32% of Britons use credit to cover cost of Christmas

Almost one-third of UK adults will rely on credit in order to make it through Christmas. 

Research by the Money Advice Service has discovered …

Almost one-third of UK adults will rely on credit in order to make it through Christmas. 

Research by the Money Advice Service has discovered a significant portion of the population have not put enough money away throughout the year to fund the festive period and instead will be using credit cards, overdrafts and, in some cases, payday loans. 

This is obviously a disconcerting situation, as these people may end up with severe debt problems if they cannot afford to make the repayments in January. In order to prevent such a situation developing, consumers should look to improve their financial management skills. 

Around £24 billion is expected to be spent during the Christmas period – this is down on the figure of £25 billion from 2012 – and this equates to an average of £487 per person.

Financial pressures 

The expectations surrounding Christmas are already taking their toll on some people, as 38 per cent are worried about how they will be able to afford Christmas, despite the fact it is still nearly two months away.

On top of this, 34 per cent expect to start the new year in debt as a result of their spending pattern over the festive period – nine per cent are still in arrears from 2012. Worryingly, 40 per cent of respondents admit they put themselves under pressure to deliver a 'special' Christmas. 

Jane Symonds, head of service delivery at the Money Advice Service, said: "Christmas is an exciting time to catch up with family and friends but can also be a worry financially, and very stressful if money is tight. Getting to grips with the costs in advance of the big day will help you take control of your spending and alleviate some of the pressure."

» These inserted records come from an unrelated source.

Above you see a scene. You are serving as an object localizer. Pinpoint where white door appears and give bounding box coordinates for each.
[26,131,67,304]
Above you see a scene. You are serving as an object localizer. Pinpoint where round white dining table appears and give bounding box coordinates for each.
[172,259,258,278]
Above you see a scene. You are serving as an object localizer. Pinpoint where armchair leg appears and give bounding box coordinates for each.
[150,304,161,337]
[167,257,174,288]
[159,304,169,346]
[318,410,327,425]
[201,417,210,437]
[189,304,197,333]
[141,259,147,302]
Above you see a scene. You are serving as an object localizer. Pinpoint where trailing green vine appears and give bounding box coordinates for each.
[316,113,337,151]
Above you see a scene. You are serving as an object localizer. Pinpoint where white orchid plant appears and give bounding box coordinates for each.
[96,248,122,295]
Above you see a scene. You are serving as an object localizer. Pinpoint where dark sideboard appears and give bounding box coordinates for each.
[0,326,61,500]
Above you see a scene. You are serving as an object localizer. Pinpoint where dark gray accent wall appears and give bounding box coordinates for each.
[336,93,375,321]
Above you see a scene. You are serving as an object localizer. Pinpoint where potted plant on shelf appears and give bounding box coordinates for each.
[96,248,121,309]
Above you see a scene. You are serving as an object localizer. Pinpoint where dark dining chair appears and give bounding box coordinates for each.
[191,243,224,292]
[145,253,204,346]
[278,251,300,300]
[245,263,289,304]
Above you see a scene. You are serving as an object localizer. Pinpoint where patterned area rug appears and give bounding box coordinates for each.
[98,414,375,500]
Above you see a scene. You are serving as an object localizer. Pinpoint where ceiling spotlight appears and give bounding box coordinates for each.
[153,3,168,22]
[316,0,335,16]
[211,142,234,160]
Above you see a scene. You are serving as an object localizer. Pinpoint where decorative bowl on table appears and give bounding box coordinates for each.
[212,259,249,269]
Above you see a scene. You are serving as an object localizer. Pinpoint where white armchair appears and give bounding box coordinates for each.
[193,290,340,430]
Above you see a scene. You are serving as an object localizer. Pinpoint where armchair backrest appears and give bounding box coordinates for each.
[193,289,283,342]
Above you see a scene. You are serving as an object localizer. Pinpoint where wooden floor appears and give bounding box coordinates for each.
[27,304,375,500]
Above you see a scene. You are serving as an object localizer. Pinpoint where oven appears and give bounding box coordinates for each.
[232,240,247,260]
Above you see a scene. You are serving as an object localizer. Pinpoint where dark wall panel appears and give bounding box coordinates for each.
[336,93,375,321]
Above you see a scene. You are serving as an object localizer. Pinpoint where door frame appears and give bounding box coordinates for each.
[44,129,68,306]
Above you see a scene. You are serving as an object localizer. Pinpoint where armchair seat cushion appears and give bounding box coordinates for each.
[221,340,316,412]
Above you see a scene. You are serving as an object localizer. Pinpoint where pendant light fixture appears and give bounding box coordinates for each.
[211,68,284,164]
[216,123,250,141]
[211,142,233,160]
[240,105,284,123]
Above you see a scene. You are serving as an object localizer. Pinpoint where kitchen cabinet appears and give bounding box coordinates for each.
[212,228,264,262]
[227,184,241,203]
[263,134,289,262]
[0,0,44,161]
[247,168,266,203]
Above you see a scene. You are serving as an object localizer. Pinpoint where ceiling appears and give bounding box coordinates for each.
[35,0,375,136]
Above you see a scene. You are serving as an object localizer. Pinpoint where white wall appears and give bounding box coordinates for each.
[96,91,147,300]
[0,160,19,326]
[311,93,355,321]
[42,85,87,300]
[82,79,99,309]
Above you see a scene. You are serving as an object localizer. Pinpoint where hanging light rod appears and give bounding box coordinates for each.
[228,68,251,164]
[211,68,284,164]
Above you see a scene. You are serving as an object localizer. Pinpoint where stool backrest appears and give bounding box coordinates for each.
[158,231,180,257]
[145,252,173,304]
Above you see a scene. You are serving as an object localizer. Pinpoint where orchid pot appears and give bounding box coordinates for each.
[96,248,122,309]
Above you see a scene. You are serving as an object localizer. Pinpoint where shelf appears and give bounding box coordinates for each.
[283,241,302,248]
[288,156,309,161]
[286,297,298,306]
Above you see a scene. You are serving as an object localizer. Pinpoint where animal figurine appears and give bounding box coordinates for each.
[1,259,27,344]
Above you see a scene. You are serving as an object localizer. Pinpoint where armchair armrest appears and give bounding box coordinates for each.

Why are people overspending? 

It's very easy to get caught up in the hullabaloo surrounding Christmas and spend more than anticipated. In terms of specific pressures, pleasing loved ones (51 per cent) was found to be the most common.

This was followed by wanting to make sure children had the perfect Christmas (47 per cent), being tempted by special offers (29 per cent), a desire to buy youngsters the latest must-have gadget (19 per cent) and failing to set up a proper budget (13 per cent).

The research highlights the importance of putting a plan in place for the festive period, as this way consumers will know exactly how much they can afford to spend and should not have to rely on credit. 

Common sense spending

However, there are signs that common sense is starting to prevail. Research by HSBC has discovered shoppers are planning to spend seven per cent less than they did last year as they seek to tighten their belts. 

Britons are turning to various money saving ideas in order to cut costs, including using reward points (45 per cent), discount vouchers (44 per cent) and cutting people from their present list (15 per cent).

Of course, the easiest way to avoid falling into debt is to put money aside throughout the year specifically for Christmas.